Delta’s at The Top

Charts by StockCharts

Note:  Posts on this site are for education purposes only.  They provide one firm’s insight on the markets.  Not investment advice.  See additional disclaimer here.

4 responses

  1. Yep. If you include labor force drop outs and part-time employed, the unemployment rate is much higher. Full time workers as a percentage of the population is on a steady decline. Mike Green just wrote a substack article recently about private fixed investment. Private investment is almost unchanged since 2007.

    Liked by 1 person

    • Thank you,

      It’s always nice to get confirmation of one’s own research from an independent source.
      I appreciate the help.
      The chart that Michael shows at this link tells us the A.I. bubble is just of many.
      My own opinion (not advice) reflects that of Prechter, meaning it’s the largest bubble since the South Sea in the 1700s.
      Regards,

      Paul

      Like

      • You could also dig around into the economic research created by Lance Roberts RIA team. I also like the quarterly reports by Hoisington Management (if you like Lacy Hunt). A word of caution though, through my experience with talking with the public in spaces like Reddit or City Data Forums, overly bearish economic views are met with much resistance. Everyone has their own view of course, but it won’t win you over many fans. I’ve had a lot of arguments over the rising real wage debate. To which I counter argue is only an average and most people do not participate in rising GDP. Median hourly wages are a better measure in my opinion. It’s also worth paying attention to the declining savings rate and the rising consumer credit levels, which are necessary for people to maintain their standard of living.

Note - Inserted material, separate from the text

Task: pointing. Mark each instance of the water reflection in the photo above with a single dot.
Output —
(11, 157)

        As for bubbles, check the bolinger bands on the monthly charts. Last I checked (like 6 months ago), on a monthly chart, we are more than 4 standard deviations overbought. If you backtest this, these extreme deviations are always resolved by catastrophic sell-offs. So we should get a mean-reversion somewhere. But it’s impossible to trade a monthly chart, or even a weekly chart, so timing still remains tricky.

        Liked by 1 person

      • I appreciate your extended reply.

        In the ‘big picture’ sense, it looks like we’re in agreement. Some type of event is on the market horizon. For all intents and purposes, four standard deviations cover all probabilities.

        As for winning over fans or a huge following, if that started to happen in a big way, then I know for sure I’m on the wrong track.
        Since my former mentor has passed on (David Weis), this site is used by me as a ‘self-coaching’ tool. Also, since my previous profession was engineering, avionics and aircraft flight test, documenting one’s work is extremely important. So, in a way that’s what is happening here.

        I figure that it would help others as well.

        Lastly, I am in full agreement that timing is ‘tricky’. No doubt. They way I look at it, if the big reversal is out there, then if I’m doing my job properly, reading price action correctly, I will already be in position when it takes place.